|
![](/i/fill.gif) |
waggy schrieb:
>
> But I put together a much simpler scheme that may be more appropriate for a
> shared cluster using the installed job queue manager. All I needed to write
> were two scripts: one to create job submission tickets, and one to run POV-Ray
> on the frame range (or image part) associated with each task number.
That sounds like a pretty plausible approach indeed.
> The only performance problem I'm having is with the delay of as much as a few
> seconds between a node finishing a frame range and the queue manager pushing the
> next task onto it.
I guess the impact of this could be reduced by increasing the number of
frames per job package.
> I also anticipate decreased performance on images with
> (single-thread) parse times approaching trace times.
Why should that /decreasse/ performance?
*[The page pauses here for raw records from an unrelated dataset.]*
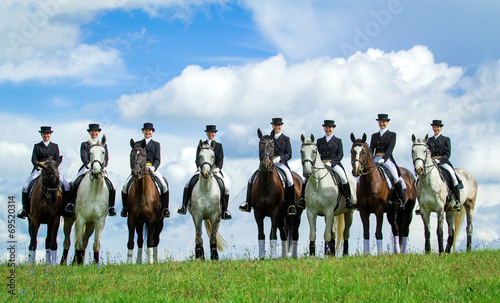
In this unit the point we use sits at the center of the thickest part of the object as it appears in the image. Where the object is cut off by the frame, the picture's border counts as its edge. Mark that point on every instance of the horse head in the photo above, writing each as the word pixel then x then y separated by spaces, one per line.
pixel 50 177
pixel 266 150
pixel 309 154
pixel 206 158
pixel 360 153
pixel 420 153
pixel 138 158
pixel 97 156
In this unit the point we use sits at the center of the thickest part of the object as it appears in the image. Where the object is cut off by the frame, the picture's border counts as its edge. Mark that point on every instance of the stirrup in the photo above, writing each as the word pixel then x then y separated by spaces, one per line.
pixel 245 207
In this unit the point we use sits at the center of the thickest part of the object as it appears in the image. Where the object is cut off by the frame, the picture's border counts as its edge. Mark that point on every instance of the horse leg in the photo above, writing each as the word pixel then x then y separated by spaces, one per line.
pixel 379 216
pixel 139 229
pixel 311 217
pixel 450 219
pixel 68 225
pixel 130 243
pixel 365 220
pixel 440 216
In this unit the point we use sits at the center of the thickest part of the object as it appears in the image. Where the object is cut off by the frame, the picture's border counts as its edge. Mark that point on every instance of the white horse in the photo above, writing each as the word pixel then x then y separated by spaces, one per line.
pixel 432 192
pixel 322 199
pixel 205 205
pixel 91 207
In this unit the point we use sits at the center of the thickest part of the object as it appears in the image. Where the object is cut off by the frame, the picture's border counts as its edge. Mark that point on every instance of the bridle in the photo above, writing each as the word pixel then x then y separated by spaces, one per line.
pixel 313 161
At present, parsing is done
over and over again for each image anyway. (Of course it will not max
out the node while parsing, but this would be the case on a single-node
system as well.)
> I have had some success
> overcoming these problems by running two tasks (two POV-Ray instances) on each
> node at markedly different niceness to keep each node busy. (Niceness is used
> in an attempt decrease task-switching a bit and to help stagger render times.)
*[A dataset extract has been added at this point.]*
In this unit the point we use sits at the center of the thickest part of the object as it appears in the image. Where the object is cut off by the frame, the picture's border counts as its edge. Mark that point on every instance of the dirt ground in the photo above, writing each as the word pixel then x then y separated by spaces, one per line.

> However, this works a bit too well as the processing environments I have
> available watch for time-averaged node overloading, and during my tests, many
> nodes stop accepting new jobs for a while when they have more than 12 active
> threads on an 8-core node, then alarm when over 14.
Hmm... it might be an interesting idea for animations to have POV-Ray
run parse threads for a number of frames in parallel (depending on
available cores), then render the batch of frames.